Le Programme des Nations unies pour l'environnement a annoncé le 24 octobre 2024 que les émissions mondiales de gaz à effet de serre nous feront vivre dans un monde à + 3,1 °C d'ici à la fin du siècle. Il faudrait que la communauté internationale se mobilise de toute urgence pour contenir la hausse des températures.

Hélas, la décision de tenir la 29e Conférence des Parties (COP29) à Bakou, en Azerbaïdjan, du 11 novembre au 22 novembre, est révélatrice de l’hypocrisie qui anime les dirigeants aussi bien au regard des violations répétées des droits humains dans ce pays dont le pétrole et le gaz représentent 35% de son PIB et plus de 90% de ses exportations.

Human Rights Watch, Amnesty International, parmi d’autres observateurs internationaux, critiquent régulièrement la gouvernance autoritaire d’Ilham Aliyev, au pouvoir depuis 2003, en documentant des cas de répression de la liberté d’expression ou d’emprisonnement d’opposants politiques qui font peser un climat d’intimidation sur la société civile.

Ainsi, en 2020, la Cour européenne des droits de l’homme a condamné le pays pour avoir emprisonné des journalistes comme Khadija Ismayilova, incarcérée en 2015 pendant 3 ans, après avoir enquêté sur la corruption au sin du gouvernement, en concluant que les autorités « visaient à la faire taire et à la sanctionner en raison de son travail de journaliste ». On peu également citer le cas notable de Leyla Yunus, une défenseur des droits humains et des droits des minorités, présidente de l’ONG Institut pour la Paix et la Démocratie, qui oeuvrait également pour la réconciliation entre l’Azerbaïdjan et l’Arménie, divisés par la question du Haut-Karabakh. Condamnée à 8 ans de prison en 2015, pour le motif principal de « trahison d’état », elle a passé près de 18 mois en détention dans des conditions très dures. Juste avant son arrestation, elle avait appelé au boycott international des Jeux Européens en raison du bilan déplorable de son pays au plan des droits humains…

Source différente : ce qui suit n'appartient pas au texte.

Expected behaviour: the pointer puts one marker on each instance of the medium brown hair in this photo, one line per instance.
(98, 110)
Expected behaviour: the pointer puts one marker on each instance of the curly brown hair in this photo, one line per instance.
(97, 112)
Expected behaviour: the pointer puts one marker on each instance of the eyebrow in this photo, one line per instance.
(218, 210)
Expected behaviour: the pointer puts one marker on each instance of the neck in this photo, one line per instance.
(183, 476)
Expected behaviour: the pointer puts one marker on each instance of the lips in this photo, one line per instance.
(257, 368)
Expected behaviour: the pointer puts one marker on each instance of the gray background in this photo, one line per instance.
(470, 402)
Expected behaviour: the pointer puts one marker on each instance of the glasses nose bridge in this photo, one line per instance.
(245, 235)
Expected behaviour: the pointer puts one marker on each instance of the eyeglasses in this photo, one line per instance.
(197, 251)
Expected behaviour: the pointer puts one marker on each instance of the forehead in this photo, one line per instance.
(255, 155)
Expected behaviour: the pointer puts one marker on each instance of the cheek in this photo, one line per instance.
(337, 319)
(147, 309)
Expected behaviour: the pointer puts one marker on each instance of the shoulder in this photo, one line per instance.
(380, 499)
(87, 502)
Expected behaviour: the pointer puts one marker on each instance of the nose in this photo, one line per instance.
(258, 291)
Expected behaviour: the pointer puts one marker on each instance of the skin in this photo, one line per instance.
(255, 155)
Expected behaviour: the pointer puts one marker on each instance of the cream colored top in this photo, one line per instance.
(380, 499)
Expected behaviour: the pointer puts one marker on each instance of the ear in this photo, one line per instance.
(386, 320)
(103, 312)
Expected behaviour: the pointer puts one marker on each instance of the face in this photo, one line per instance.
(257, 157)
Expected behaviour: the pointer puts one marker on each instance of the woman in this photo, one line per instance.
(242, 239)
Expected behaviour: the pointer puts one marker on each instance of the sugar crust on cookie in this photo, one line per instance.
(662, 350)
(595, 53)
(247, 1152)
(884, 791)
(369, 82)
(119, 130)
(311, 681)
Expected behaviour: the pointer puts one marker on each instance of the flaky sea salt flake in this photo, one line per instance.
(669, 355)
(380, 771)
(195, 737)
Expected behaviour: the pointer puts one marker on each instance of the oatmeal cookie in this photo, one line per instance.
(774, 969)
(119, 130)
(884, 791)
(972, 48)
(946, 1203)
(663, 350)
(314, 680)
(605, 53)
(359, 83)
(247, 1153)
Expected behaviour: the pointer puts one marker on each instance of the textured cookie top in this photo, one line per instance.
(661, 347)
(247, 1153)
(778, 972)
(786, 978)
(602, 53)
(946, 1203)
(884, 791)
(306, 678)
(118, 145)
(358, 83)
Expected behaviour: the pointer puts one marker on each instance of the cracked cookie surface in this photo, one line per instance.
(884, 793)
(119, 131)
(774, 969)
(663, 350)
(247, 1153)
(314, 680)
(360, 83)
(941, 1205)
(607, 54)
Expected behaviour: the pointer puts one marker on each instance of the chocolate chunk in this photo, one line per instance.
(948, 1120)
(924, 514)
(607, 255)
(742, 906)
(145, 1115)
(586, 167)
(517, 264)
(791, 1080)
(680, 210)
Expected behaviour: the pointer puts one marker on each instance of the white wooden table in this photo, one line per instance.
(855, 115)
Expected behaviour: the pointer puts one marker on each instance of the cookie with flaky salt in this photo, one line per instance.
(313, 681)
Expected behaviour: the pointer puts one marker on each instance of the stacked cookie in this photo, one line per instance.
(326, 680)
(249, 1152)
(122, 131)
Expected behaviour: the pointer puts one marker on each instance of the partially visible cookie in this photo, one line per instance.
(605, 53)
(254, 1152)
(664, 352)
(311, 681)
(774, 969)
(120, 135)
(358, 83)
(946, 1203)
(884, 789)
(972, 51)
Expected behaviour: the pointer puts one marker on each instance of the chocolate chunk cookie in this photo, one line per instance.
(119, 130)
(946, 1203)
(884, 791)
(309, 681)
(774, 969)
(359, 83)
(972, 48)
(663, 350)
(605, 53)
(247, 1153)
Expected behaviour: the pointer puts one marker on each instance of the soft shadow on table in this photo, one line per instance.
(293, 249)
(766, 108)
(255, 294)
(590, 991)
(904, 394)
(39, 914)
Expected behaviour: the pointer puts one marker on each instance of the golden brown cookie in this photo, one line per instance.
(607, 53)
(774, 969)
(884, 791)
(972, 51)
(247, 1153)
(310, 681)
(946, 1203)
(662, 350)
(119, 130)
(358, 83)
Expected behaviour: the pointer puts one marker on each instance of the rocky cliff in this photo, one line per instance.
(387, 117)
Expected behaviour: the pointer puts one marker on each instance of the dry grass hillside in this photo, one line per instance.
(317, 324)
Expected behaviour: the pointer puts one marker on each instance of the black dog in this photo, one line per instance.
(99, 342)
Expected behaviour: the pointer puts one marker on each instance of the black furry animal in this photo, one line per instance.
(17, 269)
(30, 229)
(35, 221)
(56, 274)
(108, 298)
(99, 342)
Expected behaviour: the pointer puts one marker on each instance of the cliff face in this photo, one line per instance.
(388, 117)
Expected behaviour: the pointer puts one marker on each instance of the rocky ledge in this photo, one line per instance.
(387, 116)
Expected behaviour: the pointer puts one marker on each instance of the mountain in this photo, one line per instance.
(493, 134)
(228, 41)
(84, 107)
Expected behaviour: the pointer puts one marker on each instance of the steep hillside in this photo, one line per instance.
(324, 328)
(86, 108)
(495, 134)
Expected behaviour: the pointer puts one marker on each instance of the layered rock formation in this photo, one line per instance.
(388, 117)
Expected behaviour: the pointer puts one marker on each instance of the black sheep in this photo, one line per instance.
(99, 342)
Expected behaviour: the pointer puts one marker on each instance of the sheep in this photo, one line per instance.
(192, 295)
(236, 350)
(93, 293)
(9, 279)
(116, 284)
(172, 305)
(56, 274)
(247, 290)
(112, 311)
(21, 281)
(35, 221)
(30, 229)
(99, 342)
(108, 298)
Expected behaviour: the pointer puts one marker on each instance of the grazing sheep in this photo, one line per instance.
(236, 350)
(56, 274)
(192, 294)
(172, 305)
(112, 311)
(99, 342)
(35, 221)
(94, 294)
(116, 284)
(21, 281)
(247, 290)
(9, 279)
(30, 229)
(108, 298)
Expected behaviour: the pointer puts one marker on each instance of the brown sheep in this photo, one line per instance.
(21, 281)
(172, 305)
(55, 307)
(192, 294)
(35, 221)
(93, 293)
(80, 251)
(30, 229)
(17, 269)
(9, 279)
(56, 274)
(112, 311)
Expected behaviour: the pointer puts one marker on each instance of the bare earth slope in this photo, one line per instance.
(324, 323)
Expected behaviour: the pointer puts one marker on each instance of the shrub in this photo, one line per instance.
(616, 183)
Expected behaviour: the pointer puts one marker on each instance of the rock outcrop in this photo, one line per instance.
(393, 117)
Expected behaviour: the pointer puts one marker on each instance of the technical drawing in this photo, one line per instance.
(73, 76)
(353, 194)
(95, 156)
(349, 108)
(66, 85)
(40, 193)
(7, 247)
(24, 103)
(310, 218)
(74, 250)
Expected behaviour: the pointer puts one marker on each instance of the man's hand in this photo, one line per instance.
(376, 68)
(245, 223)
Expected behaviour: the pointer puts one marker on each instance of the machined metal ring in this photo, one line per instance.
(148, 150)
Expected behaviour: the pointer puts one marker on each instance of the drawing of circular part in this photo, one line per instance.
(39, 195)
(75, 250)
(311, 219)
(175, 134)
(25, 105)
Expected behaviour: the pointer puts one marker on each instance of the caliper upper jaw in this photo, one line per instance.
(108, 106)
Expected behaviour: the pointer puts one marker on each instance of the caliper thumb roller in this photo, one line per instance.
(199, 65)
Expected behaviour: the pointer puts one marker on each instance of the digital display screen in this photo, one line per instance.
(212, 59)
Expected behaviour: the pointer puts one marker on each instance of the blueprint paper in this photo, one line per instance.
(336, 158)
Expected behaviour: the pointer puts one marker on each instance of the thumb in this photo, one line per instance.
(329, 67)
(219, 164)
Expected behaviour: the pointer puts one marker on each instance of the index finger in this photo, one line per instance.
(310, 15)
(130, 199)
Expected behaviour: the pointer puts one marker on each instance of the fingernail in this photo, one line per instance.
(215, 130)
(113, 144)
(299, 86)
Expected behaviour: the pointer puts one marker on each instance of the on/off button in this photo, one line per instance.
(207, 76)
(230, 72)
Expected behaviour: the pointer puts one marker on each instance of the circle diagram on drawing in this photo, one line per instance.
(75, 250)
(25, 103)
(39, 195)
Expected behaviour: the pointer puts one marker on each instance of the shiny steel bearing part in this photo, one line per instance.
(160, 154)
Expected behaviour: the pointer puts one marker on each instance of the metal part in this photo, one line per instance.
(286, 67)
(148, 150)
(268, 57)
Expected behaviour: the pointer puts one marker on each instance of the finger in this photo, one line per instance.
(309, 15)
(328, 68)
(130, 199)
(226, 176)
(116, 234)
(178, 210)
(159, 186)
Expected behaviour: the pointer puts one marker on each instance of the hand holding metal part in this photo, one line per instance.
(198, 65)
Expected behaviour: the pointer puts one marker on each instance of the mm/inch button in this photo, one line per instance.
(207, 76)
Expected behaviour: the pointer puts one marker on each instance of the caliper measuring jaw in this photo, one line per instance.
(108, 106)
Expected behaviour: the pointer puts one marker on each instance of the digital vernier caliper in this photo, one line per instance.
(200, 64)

Aujourd’hui, la situation se répète: plusieurs rapporteurs de l’ONU ont récemment exprimé leurs craintes pour la sécurité des activistes pro-climat dans ce pays. En amont de la COP29, la répression à l’encontre des journalistes et des défenseurs des droits humains s’est accentuée. Anar Mammadli, co-fondateur de Climate of Justice Initiative, une plateforme de défenses des libertés civiques dans le cadre de la COP29 est en détention provisoire depuis avril 2024, tandis que l’économiste et militant anti-corruption Gubad Ibadoghlu, universitaire critique de l’industrie pétrogazière azerbaïdjanaise, a pour sa part été arrêté en juillet 2023. Assigné à résidence, il risque jusqu’à dix-sept ans de prison.

En critiquant cette filière climaticide, les activistes écologistes mettent en péril les intérêts financiers du gouvernement – et se mettent donc en danger eux-mêmes. « Les enquêtes sur les méfaits de l’industrie fossile en Azerbaïdjan, ou le plaidoyer en faveur d’une élimination progressive des énergies fossiles, sont interdits », rappellent Human Rights Watch et Freedom Now. Tout semble en place pour que cette COP29 soit l’illustration parfaite du « greenwashing » ou de « l’écologie spectacle » comme la qualifie Clément Sénéchal dans son livre « Pourquoi l’écologie perd toujours » paru en octobre 2024.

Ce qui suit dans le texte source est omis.